Derived from the great indian scriptures of Dhanurveda, kalarippayattu is said to be the mother of all asian martial arts and is still nowadays taught traditionnally in its home land of Kerala, a state of south India.

The term of Kalaripayattu designates the particular martial training taking place inside a kalari or place of military practice. A kalari is a very unique kind of building with specific and symbolic architecture. Considered a temple in its own right, it holds different deities, the main one (Shiva-Shakti) being represented in the South-West corner where the puttara stands, a shrine for flower offerings and daily worship. Each kalari is run by a Gurukkal who is not only a master of martial arts, but also a healer, expert in kalari chikitsa – a theraputic system based on a knowledge of the body’s vital spots, or marmas.
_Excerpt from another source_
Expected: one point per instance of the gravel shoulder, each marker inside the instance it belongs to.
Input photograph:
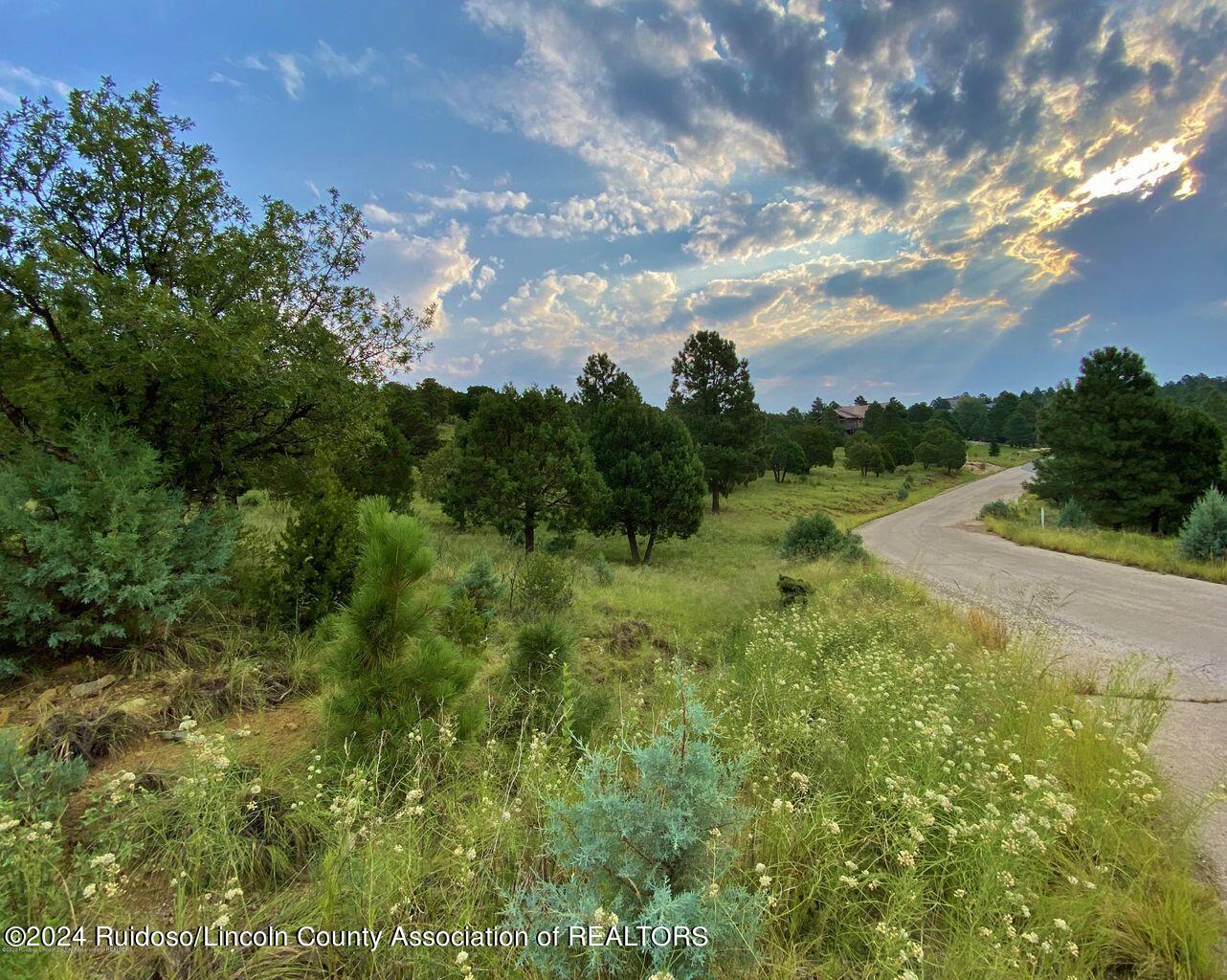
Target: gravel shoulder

A student should ideally start his learning when reaching seven or eight years old. This early start should give him or her a chance to develop a harmonious body and mind. Indeed, Kalaripayattu is a very complete form of practice requiring balance, flexibility, strength, endurance, and a high level of concentration. After a ritual initiation, the student is introduced to meythari or ‘body exercises’, the first of the three parts of the Kalaripayattu system. Only when the student reaches the proper level of control of his body will he be introduced to wooden weapon training, or ‘kolthari’, and even later on to ‘ankarthari’ – fighting with metallic weapons.

While Kalaripayattu remains a highly effective and deadly martial art practice, which teaches means of both attack and defence, today the emphasis is placed mostly on body awarness to bring about a total control of oneself. Thus this martial one could be said to be more a means of self knowledge than one of pure self defence.